Jobs these days can get so specific that you didn’t even know they existed. Just like the medical device sales industry, medical device sales leader Jay Pendleton never even knew it existed back in 2007. Jay is the Director of Medtronic and has been in the sales and management industry for over 18 years. Join Samuel Gbadebo and Jay Pendleton as they explore the medical device sales space and learn what it’s like, what it takes, and what to look for in this industry. Also, learn how Jay started his career in this industry, which included a long gap year which he used to find his true inner calling.
Watch the episode here:
Listen to the podcast here:
How My Gap Year Introduced Me To Medical Device Sales (Part 1) With Jay Pendleton
We have with us another special guest. This guest you might know because he has exploded on social media, specifically LinkedIn. He talks about getting into the medical device sales industry. What to expect, what to look for, and what to prepare for when you’re someone that wants to work in that space. If someone is already in that space, what to consider when you’re looking to work for a company like Medtronic.

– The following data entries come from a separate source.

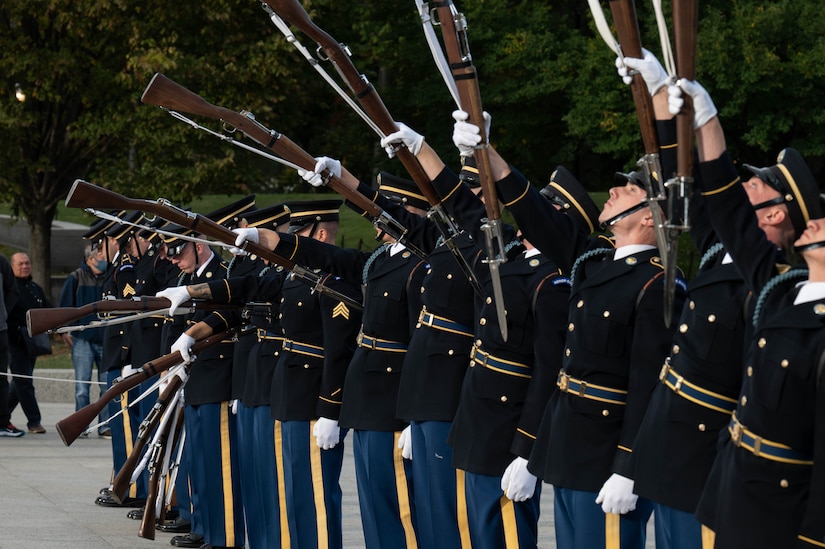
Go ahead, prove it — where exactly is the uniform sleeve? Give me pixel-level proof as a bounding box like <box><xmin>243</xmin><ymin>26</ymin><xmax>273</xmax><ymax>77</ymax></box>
<box><xmin>317</xmin><ymin>277</ymin><xmax>361</xmax><ymax>419</ymax></box>
<box><xmin>510</xmin><ymin>273</ymin><xmax>570</xmax><ymax>458</ymax></box>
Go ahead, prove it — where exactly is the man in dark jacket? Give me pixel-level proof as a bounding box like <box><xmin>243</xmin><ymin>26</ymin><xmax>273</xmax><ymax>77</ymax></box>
<box><xmin>8</xmin><ymin>252</ymin><xmax>51</xmax><ymax>434</ymax></box>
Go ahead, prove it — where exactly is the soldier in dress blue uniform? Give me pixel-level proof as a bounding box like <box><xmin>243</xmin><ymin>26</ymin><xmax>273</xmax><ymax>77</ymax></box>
<box><xmin>294</xmin><ymin>158</ymin><xmax>480</xmax><ymax>549</ymax></box>
<box><xmin>238</xmin><ymin>187</ymin><xmax>427</xmax><ymax>548</ymax></box>
<box><xmin>680</xmin><ymin>77</ymin><xmax>825</xmax><ymax>549</ymax></box>
<box><xmin>95</xmin><ymin>211</ymin><xmax>157</xmax><ymax>507</ymax></box>
<box><xmin>438</xmin><ymin>104</ymin><xmax>684</xmax><ymax>547</ymax></box>
<box><xmin>161</xmin><ymin>197</ymin><xmax>254</xmax><ymax>547</ymax></box>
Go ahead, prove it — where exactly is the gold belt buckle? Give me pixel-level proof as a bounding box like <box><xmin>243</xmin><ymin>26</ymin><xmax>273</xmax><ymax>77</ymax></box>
<box><xmin>557</xmin><ymin>372</ymin><xmax>570</xmax><ymax>393</ymax></box>
<box><xmin>728</xmin><ymin>419</ymin><xmax>742</xmax><ymax>446</ymax></box>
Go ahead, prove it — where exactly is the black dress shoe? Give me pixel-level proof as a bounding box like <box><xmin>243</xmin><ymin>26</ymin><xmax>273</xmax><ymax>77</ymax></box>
<box><xmin>95</xmin><ymin>494</ymin><xmax>146</xmax><ymax>507</ymax></box>
<box><xmin>126</xmin><ymin>507</ymin><xmax>143</xmax><ymax>520</ymax></box>
<box><xmin>169</xmin><ymin>533</ymin><xmax>204</xmax><ymax>548</ymax></box>
<box><xmin>156</xmin><ymin>517</ymin><xmax>192</xmax><ymax>534</ymax></box>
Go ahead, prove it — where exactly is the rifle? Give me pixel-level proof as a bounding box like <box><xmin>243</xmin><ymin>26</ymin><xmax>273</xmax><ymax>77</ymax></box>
<box><xmin>263</xmin><ymin>0</ymin><xmax>484</xmax><ymax>298</ymax></box>
<box><xmin>435</xmin><ymin>0</ymin><xmax>507</xmax><ymax>341</ymax></box>
<box><xmin>55</xmin><ymin>329</ymin><xmax>233</xmax><ymax>446</ymax></box>
<box><xmin>609</xmin><ymin>0</ymin><xmax>679</xmax><ymax>327</ymax></box>
<box><xmin>141</xmin><ymin>73</ymin><xmax>426</xmax><ymax>265</ymax></box>
<box><xmin>26</xmin><ymin>296</ymin><xmax>236</xmax><ymax>336</ymax></box>
<box><xmin>109</xmin><ymin>375</ymin><xmax>183</xmax><ymax>503</ymax></box>
<box><xmin>66</xmin><ymin>178</ymin><xmax>363</xmax><ymax>310</ymax></box>
<box><xmin>138</xmin><ymin>388</ymin><xmax>183</xmax><ymax>539</ymax></box>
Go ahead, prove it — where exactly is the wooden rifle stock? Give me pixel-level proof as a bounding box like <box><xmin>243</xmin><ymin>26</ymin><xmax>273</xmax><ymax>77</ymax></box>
<box><xmin>140</xmin><ymin>73</ymin><xmax>381</xmax><ymax>220</ymax></box>
<box><xmin>137</xmin><ymin>390</ymin><xmax>182</xmax><ymax>539</ymax></box>
<box><xmin>109</xmin><ymin>376</ymin><xmax>182</xmax><ymax>503</ymax></box>
<box><xmin>66</xmin><ymin>179</ymin><xmax>363</xmax><ymax>309</ymax></box>
<box><xmin>55</xmin><ymin>330</ymin><xmax>236</xmax><ymax>446</ymax></box>
<box><xmin>673</xmin><ymin>0</ymin><xmax>699</xmax><ymax>177</ymax></box>
<box><xmin>610</xmin><ymin>0</ymin><xmax>661</xmax><ymax>154</ymax></box>
<box><xmin>26</xmin><ymin>296</ymin><xmax>231</xmax><ymax>336</ymax></box>
<box><xmin>263</xmin><ymin>0</ymin><xmax>441</xmax><ymax>210</ymax></box>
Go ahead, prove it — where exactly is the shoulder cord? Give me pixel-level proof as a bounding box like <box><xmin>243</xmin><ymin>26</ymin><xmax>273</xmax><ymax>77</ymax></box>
<box><xmin>570</xmin><ymin>248</ymin><xmax>613</xmax><ymax>287</ymax></box>
<box><xmin>753</xmin><ymin>269</ymin><xmax>808</xmax><ymax>328</ymax></box>
<box><xmin>361</xmin><ymin>243</ymin><xmax>390</xmax><ymax>286</ymax></box>
<box><xmin>697</xmin><ymin>242</ymin><xmax>725</xmax><ymax>271</ymax></box>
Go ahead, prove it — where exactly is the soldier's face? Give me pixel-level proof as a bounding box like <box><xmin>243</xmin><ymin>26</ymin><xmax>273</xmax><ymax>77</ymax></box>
<box><xmin>599</xmin><ymin>181</ymin><xmax>647</xmax><ymax>223</ymax></box>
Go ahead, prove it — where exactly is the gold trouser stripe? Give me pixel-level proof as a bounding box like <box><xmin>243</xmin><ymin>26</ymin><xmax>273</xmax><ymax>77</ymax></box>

We’re talking about Jay Pendleton. He’s the Director of Strategy and Talent for Medtronic. This is an explosive interview because we don’t only talk about what it means to be in the space and what to look for. We also talk about management and leadership. Even his role and trajectory going from rep to manager to Director of Strategy and Talent. This is going to be a two-part episode. This is part one. Make sure to catch part two. As always, thank you for reading the Medical Sales Podcast. I hope you enjoy this interview.

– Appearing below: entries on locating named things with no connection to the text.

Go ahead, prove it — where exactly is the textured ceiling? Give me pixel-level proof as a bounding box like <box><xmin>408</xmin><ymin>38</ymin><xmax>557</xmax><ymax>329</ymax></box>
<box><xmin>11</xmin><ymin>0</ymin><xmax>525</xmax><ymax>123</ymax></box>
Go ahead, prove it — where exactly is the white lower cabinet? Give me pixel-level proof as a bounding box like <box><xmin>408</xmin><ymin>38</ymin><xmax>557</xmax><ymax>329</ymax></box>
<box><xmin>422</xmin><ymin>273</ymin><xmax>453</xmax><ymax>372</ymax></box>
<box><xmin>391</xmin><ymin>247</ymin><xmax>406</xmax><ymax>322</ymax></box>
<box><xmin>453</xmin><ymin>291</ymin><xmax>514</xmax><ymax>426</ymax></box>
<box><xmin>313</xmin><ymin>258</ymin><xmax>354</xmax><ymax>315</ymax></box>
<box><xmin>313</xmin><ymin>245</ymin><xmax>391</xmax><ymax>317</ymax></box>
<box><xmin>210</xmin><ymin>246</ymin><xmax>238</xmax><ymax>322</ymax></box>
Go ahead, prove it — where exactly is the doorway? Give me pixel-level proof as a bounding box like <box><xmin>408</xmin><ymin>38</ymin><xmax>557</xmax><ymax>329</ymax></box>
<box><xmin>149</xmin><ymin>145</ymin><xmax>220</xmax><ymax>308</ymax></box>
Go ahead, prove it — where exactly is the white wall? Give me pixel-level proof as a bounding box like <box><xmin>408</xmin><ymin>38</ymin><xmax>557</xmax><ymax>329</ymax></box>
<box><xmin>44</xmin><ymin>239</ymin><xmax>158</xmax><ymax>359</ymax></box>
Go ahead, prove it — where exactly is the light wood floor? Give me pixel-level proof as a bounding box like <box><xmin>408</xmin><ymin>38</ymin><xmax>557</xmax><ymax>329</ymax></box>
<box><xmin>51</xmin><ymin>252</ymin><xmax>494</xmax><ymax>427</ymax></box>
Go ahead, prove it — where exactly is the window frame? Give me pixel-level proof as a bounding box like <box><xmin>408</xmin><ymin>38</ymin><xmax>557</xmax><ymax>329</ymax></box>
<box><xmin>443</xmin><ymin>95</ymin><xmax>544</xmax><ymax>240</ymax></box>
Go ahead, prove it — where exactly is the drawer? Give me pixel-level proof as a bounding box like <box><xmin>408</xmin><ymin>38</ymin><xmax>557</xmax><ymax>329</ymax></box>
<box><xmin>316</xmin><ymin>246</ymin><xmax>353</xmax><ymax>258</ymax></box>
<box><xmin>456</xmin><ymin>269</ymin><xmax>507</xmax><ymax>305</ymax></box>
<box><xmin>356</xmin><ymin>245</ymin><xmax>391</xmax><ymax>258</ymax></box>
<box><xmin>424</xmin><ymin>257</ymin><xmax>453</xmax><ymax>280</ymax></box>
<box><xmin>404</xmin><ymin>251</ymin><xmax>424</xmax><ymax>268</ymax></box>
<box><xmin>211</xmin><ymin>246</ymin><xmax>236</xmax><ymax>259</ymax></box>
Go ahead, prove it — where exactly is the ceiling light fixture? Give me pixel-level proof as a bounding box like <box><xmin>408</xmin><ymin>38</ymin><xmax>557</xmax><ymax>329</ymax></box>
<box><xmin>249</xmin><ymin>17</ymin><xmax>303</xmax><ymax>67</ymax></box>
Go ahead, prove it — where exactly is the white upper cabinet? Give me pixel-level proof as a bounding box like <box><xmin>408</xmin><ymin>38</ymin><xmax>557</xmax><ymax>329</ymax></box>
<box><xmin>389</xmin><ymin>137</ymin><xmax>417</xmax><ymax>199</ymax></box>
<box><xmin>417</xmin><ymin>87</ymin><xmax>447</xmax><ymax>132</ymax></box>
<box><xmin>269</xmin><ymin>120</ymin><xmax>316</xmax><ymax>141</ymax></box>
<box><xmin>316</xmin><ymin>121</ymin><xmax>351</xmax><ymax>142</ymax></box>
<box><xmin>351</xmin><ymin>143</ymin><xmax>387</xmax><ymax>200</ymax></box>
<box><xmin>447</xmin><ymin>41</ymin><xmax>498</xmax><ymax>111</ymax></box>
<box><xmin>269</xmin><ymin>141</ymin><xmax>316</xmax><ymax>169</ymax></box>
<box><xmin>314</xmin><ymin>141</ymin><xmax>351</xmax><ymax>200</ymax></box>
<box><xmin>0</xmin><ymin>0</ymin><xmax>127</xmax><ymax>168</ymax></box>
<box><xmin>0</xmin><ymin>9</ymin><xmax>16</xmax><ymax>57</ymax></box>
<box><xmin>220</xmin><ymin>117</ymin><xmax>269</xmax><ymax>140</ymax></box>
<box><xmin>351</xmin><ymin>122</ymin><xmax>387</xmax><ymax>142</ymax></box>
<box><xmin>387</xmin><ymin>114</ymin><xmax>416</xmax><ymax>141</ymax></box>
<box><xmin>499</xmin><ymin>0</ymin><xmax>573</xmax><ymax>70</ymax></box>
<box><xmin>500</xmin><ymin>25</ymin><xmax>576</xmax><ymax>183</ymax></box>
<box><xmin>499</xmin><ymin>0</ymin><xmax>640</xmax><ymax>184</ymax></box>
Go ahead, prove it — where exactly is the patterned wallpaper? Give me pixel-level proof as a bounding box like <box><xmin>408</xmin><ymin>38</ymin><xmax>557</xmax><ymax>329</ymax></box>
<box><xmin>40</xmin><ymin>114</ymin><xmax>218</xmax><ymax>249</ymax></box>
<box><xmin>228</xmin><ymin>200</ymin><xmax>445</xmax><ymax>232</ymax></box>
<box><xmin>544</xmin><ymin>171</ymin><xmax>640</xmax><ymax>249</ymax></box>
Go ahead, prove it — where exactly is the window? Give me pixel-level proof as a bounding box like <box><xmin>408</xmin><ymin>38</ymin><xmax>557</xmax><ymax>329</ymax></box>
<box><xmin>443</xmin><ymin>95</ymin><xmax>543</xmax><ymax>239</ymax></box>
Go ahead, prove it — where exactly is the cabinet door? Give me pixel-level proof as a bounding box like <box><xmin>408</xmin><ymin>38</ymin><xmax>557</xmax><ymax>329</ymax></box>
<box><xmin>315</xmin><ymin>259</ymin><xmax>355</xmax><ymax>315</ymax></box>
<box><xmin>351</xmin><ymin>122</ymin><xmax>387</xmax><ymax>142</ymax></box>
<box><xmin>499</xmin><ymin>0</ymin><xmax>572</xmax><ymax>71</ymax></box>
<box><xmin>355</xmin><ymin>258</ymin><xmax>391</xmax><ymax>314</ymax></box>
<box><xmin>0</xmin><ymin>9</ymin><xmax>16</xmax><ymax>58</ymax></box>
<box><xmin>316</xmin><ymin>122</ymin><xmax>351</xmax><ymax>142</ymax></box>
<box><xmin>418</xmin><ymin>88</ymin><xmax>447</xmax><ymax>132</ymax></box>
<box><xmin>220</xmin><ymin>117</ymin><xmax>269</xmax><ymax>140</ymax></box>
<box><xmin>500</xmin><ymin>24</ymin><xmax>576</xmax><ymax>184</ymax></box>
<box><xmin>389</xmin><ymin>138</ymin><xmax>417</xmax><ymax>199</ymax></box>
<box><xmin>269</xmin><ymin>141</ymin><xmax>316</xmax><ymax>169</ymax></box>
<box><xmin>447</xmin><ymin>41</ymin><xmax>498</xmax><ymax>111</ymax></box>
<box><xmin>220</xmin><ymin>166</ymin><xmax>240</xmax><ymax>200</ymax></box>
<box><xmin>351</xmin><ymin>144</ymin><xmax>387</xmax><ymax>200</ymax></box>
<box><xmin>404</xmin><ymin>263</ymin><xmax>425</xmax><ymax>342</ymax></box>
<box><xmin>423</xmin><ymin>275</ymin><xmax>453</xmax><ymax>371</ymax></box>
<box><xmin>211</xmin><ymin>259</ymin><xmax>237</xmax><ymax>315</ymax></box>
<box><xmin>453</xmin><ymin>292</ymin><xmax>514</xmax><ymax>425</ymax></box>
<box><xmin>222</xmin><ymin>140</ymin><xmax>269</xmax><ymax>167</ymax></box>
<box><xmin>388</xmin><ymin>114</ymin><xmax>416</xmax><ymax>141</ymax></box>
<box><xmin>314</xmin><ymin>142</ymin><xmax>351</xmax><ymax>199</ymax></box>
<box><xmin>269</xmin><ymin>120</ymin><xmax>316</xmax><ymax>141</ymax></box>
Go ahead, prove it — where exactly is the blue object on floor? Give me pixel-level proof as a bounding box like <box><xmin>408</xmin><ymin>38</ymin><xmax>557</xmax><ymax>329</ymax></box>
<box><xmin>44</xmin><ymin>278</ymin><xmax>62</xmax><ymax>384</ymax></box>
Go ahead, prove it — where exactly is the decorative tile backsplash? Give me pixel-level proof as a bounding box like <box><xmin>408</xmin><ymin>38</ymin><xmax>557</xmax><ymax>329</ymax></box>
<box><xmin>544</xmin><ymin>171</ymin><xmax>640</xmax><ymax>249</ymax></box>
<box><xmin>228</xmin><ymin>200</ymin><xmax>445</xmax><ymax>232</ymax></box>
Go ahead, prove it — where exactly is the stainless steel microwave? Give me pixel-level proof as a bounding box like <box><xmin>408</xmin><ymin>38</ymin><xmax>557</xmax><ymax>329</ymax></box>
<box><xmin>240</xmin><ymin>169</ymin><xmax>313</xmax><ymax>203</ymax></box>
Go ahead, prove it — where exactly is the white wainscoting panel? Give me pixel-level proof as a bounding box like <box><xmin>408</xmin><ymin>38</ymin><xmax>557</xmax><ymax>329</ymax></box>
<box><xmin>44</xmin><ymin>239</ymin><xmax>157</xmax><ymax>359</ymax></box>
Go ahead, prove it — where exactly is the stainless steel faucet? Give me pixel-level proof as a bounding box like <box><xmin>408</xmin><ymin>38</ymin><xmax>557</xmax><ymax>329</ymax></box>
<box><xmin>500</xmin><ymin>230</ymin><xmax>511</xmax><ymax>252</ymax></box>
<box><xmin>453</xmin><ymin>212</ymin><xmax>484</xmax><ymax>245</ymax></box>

We have with us, Jay Pendleton. Some of you might have seen his face on LinkedIn, writing all kinds of knowledge about the industry, what to do, and how to make it. I’m not even going to take the time to introduce him. I’m going to let him introduce himself. Jay, please tell us who you are and what you do.
Thanks for having me on. I’m excited to be here. My name is Jamil Pendleton. I go by Jay. I am in the medical device space. I’ve been here for most of my professional career. I started with IBM for four years. I learned how to sell, talk to customers, run a territory, work with others, and work with different cross-functional teams. All those things were super helpful then and I still draw from them now. I took a gap year where I quit my job at IBM and sold my car.
Jay, we have to get into the gap year. Before we even jump into that, what’s your role now?
I am the Director of Strategy and Talent for Medtronic’s Cranial and Spinal Technologies, CST. I’m in-charged to grow market share through helping different teams internally and externally with surgeons in our Salesforce as well as recruiting new talent to fuel that growth within Salesforce.
This is not necessarily a recruiter role. It’s completely separate from a recruiter role.
The recruiting piece is something that my boss and I talked about. It’s a growth strategy for the company and something that I enjoy. I was Rush Chairman from my fraternity, so it’s something I’ve been working on for a long time. I was doing this the last few years in my previous role of managing the Western United States for our Strategic Spinal Technology team. It’s something that I’m continuing to do on a national scale.
Before we get into the progression of your career, talk to us about why did you even go to the healthcare realm? Is this something you wanted in college? Is this something you’ve always been about since your youth?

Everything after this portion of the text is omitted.